In certain cases, it can be beneficial to use a DataProvider not just for displaying documents, but also to write data. Certain APIs, such as XfdfFormatter and DocumentJsonFormatter, already allow you to use a DataProvider for the input. When using the OutputStreamAdapter, you can also use the same DataProvider for the output, so long as it implements WritableDataProvider. Let’s look at an example of how to store your XFDF data encrypted:

val file = ...
val annotations = ...
val formFields = ...
// `AesDataProvider` is a sample data provider found in our Catalog app.
val dataProvider = AesDataProvider(file.canonicalPath, BASE64_ENCRYPTION_KEY)

// Export all annotations in the document to our data provider.
XfdfFormatter.writeXfdf(document,
    annotations,
    formFields,
    OutputStreamAdapter.Builder.fromDataProvider(dataProvider).build())
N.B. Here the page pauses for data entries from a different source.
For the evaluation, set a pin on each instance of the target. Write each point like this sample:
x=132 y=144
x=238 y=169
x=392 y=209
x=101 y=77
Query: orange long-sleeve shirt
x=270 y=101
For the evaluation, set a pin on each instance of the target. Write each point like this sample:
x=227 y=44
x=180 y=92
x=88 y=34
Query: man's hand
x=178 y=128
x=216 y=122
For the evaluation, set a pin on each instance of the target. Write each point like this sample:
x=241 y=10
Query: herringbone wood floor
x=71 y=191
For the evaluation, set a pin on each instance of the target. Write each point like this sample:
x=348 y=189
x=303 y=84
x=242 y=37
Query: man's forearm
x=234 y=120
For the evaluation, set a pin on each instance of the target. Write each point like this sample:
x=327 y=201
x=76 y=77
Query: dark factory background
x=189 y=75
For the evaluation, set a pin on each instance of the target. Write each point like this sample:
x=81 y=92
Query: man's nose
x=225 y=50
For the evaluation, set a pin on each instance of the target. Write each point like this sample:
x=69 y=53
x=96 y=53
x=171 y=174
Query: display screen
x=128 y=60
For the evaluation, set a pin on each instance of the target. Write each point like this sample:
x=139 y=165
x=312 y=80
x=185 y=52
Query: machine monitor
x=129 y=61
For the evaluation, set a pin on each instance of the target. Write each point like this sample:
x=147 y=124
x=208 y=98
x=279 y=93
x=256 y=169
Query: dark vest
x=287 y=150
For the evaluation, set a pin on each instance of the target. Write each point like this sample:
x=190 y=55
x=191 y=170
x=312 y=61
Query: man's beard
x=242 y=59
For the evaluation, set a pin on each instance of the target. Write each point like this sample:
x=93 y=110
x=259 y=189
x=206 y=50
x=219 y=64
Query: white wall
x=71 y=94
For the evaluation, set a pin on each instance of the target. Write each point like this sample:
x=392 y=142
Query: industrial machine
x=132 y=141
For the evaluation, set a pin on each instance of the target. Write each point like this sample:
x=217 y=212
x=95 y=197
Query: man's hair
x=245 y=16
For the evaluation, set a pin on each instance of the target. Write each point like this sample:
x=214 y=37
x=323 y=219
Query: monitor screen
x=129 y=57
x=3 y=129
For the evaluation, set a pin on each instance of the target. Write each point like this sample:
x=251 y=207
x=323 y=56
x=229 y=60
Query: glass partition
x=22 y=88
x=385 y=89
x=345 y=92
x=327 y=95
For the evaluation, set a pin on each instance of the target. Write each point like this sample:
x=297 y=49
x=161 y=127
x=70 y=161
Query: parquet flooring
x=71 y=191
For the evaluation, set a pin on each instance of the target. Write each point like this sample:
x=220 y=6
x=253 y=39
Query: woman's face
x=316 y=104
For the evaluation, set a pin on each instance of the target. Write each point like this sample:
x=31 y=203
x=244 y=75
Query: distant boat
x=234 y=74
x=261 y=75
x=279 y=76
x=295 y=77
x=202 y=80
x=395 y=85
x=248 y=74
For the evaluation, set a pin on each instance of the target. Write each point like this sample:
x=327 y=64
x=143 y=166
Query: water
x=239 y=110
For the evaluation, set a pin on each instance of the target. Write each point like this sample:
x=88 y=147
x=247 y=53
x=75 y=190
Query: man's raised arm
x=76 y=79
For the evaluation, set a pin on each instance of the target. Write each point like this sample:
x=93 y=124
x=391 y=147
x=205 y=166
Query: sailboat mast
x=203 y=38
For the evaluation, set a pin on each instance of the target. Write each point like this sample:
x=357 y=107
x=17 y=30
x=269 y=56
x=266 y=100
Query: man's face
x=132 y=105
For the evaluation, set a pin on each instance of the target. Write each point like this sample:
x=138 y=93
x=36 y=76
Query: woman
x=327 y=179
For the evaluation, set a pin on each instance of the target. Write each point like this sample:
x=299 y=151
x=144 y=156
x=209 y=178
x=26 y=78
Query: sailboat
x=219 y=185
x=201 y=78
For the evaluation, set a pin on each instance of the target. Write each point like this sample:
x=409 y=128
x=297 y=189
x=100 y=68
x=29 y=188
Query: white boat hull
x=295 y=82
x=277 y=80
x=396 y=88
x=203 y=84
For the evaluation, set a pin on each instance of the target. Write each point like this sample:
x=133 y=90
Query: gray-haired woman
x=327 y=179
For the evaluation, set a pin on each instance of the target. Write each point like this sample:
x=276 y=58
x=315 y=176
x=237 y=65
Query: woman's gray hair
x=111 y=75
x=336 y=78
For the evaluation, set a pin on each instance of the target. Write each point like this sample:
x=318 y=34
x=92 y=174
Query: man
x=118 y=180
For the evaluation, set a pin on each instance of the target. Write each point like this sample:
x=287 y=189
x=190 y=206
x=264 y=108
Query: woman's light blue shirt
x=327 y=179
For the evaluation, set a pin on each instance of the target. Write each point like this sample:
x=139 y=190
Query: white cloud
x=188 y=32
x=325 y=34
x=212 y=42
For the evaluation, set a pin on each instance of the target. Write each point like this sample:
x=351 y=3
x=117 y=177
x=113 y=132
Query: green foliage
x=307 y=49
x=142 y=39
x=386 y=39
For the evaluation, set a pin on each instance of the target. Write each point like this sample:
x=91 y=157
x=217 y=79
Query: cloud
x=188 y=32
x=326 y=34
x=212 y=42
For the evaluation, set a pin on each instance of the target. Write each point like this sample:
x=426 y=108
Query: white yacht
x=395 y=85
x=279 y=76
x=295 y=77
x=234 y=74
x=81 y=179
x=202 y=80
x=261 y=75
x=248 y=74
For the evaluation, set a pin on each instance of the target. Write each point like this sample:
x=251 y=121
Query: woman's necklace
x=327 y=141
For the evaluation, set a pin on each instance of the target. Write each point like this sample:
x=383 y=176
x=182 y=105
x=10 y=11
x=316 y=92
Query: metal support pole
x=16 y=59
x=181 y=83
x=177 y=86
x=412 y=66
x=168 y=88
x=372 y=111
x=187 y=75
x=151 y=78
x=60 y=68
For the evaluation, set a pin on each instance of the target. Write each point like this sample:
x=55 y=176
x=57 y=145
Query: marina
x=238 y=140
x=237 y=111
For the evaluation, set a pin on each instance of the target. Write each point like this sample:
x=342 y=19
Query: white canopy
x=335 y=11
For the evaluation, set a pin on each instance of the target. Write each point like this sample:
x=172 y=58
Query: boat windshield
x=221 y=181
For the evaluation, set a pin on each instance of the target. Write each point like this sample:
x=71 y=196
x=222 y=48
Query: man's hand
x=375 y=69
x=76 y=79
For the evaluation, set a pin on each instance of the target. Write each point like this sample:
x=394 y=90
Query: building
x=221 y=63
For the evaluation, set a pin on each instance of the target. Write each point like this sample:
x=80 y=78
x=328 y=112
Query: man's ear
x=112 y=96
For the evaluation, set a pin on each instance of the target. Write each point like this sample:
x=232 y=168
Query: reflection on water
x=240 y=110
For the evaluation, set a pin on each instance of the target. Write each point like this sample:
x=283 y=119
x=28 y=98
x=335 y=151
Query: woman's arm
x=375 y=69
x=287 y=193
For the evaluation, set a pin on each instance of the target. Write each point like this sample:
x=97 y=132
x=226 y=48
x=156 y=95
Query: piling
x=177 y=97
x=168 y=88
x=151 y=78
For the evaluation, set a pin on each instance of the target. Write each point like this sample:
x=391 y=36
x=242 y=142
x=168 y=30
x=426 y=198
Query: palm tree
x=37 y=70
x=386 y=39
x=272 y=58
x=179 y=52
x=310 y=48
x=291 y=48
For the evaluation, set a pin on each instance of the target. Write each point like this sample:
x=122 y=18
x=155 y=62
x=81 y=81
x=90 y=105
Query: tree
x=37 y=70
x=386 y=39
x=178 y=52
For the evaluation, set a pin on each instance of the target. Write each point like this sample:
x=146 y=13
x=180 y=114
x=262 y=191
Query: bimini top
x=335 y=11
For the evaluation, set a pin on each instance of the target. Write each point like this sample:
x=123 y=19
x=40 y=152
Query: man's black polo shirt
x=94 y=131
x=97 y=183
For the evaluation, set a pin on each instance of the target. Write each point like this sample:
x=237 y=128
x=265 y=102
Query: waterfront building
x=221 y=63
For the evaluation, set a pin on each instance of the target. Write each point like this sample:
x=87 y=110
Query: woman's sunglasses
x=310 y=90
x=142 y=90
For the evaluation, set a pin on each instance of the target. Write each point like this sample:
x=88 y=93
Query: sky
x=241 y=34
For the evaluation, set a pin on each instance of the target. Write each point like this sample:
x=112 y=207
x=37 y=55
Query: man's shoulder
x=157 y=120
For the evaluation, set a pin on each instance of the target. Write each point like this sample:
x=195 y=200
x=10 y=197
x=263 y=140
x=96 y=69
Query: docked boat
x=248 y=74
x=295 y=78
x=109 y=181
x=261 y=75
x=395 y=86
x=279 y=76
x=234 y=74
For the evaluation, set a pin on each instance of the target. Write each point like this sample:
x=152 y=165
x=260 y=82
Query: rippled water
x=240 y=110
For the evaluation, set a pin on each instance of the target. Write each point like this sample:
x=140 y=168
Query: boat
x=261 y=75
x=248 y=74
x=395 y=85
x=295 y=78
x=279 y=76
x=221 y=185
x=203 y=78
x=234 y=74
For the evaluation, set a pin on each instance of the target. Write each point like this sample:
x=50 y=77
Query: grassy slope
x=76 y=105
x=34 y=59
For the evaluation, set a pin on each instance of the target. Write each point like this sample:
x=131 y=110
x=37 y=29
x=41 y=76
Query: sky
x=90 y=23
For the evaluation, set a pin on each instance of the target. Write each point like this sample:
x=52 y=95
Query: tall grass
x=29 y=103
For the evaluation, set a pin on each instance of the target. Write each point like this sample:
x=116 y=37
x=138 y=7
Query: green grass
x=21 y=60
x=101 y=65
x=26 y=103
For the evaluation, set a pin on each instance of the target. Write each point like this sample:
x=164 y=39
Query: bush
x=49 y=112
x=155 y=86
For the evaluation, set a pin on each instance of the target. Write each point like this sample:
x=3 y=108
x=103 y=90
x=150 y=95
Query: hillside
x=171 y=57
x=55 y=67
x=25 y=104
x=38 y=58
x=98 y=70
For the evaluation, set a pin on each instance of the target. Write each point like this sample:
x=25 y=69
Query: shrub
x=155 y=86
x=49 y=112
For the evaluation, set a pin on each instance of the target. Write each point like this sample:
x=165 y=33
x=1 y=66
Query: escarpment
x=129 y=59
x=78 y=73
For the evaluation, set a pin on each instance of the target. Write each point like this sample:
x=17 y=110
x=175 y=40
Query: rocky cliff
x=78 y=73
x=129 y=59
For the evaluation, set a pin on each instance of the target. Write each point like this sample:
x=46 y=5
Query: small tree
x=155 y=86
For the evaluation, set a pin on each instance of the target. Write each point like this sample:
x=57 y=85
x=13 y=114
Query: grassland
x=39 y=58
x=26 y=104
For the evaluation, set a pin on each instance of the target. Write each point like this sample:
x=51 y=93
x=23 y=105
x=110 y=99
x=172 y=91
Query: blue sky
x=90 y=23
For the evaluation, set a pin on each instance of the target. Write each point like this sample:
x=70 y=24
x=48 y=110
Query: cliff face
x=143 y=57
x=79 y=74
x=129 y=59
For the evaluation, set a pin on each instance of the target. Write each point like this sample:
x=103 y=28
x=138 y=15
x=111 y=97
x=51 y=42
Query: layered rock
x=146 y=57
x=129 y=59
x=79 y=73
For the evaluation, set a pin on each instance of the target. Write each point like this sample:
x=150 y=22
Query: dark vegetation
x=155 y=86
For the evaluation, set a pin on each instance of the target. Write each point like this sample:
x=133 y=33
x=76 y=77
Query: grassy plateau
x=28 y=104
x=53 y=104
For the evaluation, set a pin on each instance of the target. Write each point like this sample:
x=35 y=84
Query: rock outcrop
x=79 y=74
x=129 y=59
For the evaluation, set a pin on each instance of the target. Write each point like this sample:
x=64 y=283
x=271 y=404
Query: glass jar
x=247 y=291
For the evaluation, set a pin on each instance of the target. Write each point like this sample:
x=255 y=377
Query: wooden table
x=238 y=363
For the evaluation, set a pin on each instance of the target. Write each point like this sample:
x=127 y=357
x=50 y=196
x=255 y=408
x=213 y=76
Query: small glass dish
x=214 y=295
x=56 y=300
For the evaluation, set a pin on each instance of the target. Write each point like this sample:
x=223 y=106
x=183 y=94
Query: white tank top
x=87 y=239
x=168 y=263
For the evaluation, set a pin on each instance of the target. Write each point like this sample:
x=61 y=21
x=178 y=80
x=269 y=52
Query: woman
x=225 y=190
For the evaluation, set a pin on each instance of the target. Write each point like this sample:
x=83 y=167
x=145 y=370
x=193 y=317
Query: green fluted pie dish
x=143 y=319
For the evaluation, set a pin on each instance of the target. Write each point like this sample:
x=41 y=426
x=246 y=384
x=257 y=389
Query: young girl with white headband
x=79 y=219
// You can use the same data provider for reimporting.
val parsedAnnotations = XfdfFormatter.parseXfdf(document, dataProvider)
File file = ...
List<Annotation> annotations = ...
List<FormField> formFields = ...
// `AesDataProvider` is a sample data provider found in our Catalog app.
AesDataProvider dataProvider = new AesDataProvider(file.canonicalPath,
    BASE64_ENCRYPTION_KEY);

// Export all annotations in the document to our data provider.
XfdfFormatter.writeXfdf(getDocument(),
    annotations,
    formFields,
    OutputStreamAdapter.Builder.fromDataProvider(dataProvider).build());

// You can use the same data provider for reimporting.
List<Annotation> parsedAnnotations = XfdfFormatter.parseXfdf(getDocument(),
    dataProvider);

Writing Strategies

The OutputStreamAdapter can use a different WritingStrategy depending on the requirements of the given DataProvider. By default, we provide two WritingStrategy implementations:

  1. DirectWritingStrategy — This writes immediately to the DataProvider and is used by default.

  2. TempFileWritingStrategy — This writes to a temporary file and only commits it to the DataProvider once all data is ready. This is useful if the operation writing to your DataProvider is simultaneously reading from it.